しかしこの感覚に慣れると、また不眠に陥る

ASMRを寝る前に聞いているんだ。彼は同僚が話していたのを思い出す

そうか、わざわざ購入するのも、億劫なので配信を聞くことにした。 そしてまた睡眠を取り戻すが、また習慣性からまあ効果は弱まる。

その日は一人目の耳かき配信が終わり、自動再生から次の配信へ。

聞いたことのない音が流れ始め、彼はすぐに眠りについた。

「最近不眠を聞かないけれど、どうされたんですか」

「これを聞いているんですよ、ASMR」

「どれ見せてみてください」

これですといって聞かせてみると、怪訝な顔をされる。 これ、なにも映ってないし、聞こえませんよ

彼はその夜も何も聞こえないASMRを聞き続ける。

密造酒

これは、密造酒じゃないか土方が差し出したコップを受け取る どうやって作ったのだろうか、薄く濁った液体、飲むと葡萄の香り アルコールの辛さ。まちがいなくワインができている。余計な風味が一切ない、純粋な手作りのワイン。

「これ、どうやって作った?」 「別に、、、、一緒に仕込むか!。これ、買っておいた葡萄なんだよね」土方は照れくさそうに笑う。」

彼はなんのことはない普通の葡萄を見せてくれた俺は一人暮らしだから果物は滅多に買うことはない。土方の部屋も飾り気はないどころか、散らかっている。きらきら光る葡萄の違和感が気になる。土方が葡萄を洗う、大きめのタッパーにいれてそのままつぶす。部屋に不釣り合いな可愛らしい瓶につめて保存した。

「毎日混ぜてやらないとカビが生えてくるんだ。」 「それで、どれくらい待てばワインになるんだ。」 「そうだな一週間くらいかな。でも、糖分とかにもよるからな。正直分からん。」 「え、じゃああれが最後の一杯だったのか?」

「まあ、いいよ。飲みに行くか。」 仕込んだワインをアパートにおいて

それはいいけれど、いったいどこで酒が手に入るというのか。

着いた店は普通の居酒屋。午後4時だからまだ営業中だ。普通の居酒屋ではもう酒類を提供することはない。営業中。「いらっしゃいませー」店員が元気よく挨拶する。席に着いた俺たちはコーヒーを注文する。 「すみません、○○ひとつ」 「あ、おれも同じのを」

店員がコーヒーを持ってきた。においをかぐとアルコールの香り他の客が突然倒れた。 メチルアルコールではないか。

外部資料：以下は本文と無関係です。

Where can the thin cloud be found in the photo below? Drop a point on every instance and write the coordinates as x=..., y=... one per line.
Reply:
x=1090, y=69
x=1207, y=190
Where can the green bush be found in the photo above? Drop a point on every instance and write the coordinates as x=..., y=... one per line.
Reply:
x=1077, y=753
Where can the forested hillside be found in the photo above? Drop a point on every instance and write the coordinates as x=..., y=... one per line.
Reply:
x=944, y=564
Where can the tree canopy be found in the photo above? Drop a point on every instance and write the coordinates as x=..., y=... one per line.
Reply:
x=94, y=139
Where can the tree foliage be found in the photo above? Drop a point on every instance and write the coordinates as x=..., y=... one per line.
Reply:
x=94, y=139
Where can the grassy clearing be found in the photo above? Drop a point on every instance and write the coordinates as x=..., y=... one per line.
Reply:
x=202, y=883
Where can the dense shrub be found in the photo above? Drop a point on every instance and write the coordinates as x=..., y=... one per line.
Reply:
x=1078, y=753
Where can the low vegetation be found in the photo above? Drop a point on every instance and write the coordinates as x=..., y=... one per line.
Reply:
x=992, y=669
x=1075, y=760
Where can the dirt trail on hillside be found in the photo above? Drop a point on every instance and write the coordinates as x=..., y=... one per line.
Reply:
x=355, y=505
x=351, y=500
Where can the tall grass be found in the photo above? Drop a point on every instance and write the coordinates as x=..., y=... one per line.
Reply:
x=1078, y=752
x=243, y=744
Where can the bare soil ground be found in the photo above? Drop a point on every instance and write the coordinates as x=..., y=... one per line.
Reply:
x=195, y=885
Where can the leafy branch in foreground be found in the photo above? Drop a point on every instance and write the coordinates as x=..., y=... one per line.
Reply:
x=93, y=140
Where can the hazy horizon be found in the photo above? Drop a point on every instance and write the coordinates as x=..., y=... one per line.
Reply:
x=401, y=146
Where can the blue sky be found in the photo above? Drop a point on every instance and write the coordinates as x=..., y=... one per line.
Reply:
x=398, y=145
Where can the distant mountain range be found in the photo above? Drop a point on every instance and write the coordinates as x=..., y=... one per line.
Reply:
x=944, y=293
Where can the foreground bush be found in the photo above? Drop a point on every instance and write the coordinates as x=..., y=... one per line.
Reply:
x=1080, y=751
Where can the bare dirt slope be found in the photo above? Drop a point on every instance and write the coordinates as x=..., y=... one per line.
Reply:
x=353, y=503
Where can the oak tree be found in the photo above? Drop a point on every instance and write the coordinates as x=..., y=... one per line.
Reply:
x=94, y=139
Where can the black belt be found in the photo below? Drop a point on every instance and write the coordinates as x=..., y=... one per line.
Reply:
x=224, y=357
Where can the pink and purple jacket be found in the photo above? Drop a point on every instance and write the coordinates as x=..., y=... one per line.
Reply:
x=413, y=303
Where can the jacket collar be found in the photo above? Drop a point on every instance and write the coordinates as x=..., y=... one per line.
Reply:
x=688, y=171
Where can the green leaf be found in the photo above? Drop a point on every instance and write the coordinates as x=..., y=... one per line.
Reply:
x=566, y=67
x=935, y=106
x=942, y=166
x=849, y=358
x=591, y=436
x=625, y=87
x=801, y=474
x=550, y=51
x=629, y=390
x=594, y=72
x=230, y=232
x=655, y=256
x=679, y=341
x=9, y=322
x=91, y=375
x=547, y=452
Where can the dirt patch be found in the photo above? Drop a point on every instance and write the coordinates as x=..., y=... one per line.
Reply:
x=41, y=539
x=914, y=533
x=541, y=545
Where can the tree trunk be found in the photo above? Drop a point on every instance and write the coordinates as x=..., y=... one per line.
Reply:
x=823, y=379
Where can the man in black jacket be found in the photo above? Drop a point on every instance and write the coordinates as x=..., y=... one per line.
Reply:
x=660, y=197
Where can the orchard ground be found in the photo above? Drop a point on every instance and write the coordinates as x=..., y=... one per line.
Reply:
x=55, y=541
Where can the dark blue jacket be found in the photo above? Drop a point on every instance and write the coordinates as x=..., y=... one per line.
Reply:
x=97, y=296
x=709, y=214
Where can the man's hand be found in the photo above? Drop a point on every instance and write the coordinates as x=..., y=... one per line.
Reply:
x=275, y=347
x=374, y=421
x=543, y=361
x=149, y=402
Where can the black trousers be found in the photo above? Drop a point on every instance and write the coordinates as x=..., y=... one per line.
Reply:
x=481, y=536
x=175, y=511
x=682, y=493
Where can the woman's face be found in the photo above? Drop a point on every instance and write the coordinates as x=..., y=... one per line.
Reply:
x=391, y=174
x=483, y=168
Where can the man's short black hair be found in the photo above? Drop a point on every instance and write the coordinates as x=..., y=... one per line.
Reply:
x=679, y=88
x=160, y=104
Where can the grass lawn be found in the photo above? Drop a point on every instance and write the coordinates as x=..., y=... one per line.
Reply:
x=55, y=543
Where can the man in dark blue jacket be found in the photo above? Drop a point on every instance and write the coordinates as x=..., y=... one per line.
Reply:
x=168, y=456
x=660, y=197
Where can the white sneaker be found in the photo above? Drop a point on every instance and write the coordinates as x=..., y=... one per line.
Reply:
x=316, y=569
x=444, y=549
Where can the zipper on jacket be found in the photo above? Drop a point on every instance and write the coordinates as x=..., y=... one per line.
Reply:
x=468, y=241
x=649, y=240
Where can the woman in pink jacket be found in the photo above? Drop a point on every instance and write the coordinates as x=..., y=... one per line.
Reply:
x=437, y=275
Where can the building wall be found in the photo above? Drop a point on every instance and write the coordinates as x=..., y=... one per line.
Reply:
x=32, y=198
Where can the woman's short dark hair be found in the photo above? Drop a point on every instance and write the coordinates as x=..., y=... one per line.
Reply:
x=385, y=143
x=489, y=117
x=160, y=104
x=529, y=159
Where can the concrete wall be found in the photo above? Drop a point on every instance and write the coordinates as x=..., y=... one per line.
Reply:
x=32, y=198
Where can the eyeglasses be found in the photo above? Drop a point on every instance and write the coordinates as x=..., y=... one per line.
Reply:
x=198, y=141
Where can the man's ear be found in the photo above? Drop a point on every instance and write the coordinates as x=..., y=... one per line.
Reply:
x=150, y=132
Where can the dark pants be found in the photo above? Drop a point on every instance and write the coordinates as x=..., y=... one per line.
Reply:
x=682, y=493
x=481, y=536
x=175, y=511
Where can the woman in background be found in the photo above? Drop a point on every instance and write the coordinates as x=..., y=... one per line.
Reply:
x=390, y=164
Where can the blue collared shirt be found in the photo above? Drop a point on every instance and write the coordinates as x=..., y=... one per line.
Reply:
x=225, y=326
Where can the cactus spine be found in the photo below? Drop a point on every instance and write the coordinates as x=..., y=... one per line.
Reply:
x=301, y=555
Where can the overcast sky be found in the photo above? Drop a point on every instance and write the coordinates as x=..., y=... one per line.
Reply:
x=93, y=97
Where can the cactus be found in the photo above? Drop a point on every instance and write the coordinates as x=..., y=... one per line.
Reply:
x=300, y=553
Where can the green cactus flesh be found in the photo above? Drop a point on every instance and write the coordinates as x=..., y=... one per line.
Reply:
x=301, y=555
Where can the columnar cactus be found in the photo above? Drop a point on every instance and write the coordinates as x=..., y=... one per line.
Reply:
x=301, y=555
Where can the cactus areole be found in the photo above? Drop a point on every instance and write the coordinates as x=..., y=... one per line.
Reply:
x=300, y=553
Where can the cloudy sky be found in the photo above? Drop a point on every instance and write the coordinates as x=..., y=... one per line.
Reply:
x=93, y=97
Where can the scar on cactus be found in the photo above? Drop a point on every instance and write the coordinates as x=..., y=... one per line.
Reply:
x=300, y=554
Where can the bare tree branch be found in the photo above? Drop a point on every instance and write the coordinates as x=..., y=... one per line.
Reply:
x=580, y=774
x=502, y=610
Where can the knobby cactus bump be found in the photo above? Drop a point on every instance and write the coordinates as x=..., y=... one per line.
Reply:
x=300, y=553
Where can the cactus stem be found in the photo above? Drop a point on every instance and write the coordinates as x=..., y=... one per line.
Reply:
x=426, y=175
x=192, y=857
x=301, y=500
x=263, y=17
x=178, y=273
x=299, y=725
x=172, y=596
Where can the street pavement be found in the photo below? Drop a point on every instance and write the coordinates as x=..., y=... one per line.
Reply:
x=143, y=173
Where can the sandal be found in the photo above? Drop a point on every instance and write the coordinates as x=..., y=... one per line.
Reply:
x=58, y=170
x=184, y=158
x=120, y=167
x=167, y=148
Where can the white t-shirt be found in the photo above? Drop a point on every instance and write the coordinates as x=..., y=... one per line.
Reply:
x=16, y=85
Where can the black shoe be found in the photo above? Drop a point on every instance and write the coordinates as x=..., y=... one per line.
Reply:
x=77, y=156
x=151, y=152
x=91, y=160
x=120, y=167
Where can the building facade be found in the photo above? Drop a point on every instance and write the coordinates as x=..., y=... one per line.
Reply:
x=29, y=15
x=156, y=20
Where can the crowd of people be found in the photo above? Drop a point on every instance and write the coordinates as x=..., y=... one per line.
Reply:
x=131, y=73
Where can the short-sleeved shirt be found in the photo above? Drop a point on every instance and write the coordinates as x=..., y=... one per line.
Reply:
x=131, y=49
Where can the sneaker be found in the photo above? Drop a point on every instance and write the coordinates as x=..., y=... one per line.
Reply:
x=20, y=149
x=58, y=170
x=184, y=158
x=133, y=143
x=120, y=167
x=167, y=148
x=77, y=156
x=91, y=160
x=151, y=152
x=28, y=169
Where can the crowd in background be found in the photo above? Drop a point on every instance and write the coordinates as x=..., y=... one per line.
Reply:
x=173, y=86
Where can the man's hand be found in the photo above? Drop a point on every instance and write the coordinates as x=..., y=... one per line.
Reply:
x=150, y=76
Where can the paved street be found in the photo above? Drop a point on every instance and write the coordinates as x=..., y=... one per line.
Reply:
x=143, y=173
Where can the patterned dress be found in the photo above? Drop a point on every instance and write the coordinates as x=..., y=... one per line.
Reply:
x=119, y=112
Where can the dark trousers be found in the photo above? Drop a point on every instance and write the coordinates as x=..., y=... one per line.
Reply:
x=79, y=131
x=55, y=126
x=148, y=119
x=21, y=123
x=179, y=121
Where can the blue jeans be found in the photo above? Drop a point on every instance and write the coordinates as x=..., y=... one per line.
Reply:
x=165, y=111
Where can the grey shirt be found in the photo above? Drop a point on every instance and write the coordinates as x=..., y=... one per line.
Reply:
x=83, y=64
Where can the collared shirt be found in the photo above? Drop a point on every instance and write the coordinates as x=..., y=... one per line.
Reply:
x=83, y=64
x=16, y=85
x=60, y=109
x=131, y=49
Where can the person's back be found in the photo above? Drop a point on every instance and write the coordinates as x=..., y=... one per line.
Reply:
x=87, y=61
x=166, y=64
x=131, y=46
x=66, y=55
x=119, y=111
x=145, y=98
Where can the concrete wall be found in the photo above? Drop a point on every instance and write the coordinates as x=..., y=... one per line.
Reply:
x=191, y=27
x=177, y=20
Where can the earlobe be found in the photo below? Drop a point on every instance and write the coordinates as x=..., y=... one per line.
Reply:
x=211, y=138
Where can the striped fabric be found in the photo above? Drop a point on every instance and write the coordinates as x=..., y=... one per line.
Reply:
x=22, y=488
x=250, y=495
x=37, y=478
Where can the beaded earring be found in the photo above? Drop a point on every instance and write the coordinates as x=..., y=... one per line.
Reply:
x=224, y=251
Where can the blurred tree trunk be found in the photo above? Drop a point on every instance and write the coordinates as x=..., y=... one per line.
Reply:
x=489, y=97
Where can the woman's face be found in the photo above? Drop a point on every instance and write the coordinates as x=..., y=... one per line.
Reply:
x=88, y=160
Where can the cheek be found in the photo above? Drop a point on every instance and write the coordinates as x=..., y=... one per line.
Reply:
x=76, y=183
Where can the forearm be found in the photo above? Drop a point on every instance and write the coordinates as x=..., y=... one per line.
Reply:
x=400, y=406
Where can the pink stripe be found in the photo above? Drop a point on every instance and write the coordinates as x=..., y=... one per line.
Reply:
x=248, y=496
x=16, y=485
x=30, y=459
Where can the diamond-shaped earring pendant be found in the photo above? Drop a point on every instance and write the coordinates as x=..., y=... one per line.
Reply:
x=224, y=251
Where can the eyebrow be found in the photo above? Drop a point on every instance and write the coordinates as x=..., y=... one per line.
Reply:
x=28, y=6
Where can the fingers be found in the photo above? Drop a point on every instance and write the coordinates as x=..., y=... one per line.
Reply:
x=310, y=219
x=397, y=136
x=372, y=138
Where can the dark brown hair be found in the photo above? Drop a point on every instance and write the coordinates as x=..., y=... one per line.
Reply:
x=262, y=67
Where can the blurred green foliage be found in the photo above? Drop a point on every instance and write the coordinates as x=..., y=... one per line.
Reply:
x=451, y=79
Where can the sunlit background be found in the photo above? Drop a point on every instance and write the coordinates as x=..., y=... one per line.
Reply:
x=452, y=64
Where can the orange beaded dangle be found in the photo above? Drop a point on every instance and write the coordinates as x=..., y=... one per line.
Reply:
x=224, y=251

「おいっ、客をだましてたのか!」土方は気勢をあげる 「ふんっどうせ酒は違法なんだ。エタノールもメタノールも違いないさ」

「この野郎俺を怒らせるとどうなるのかわかってんのかっ」 土方は出されたコーヒー酒を一気飲みする。酔えば酔うほど強くなる。酔拳の使い手である。 俺は蟷螂拳の構えをとる。店主の背は低い。体格差と数でこちら側が勝っている。

「でやあっっ」店主と俺と土方、3人の声が上がった。 しかし俺たちの拳は、彼に届かない。インドネシアのシラットに二人掛かりでもかなわない。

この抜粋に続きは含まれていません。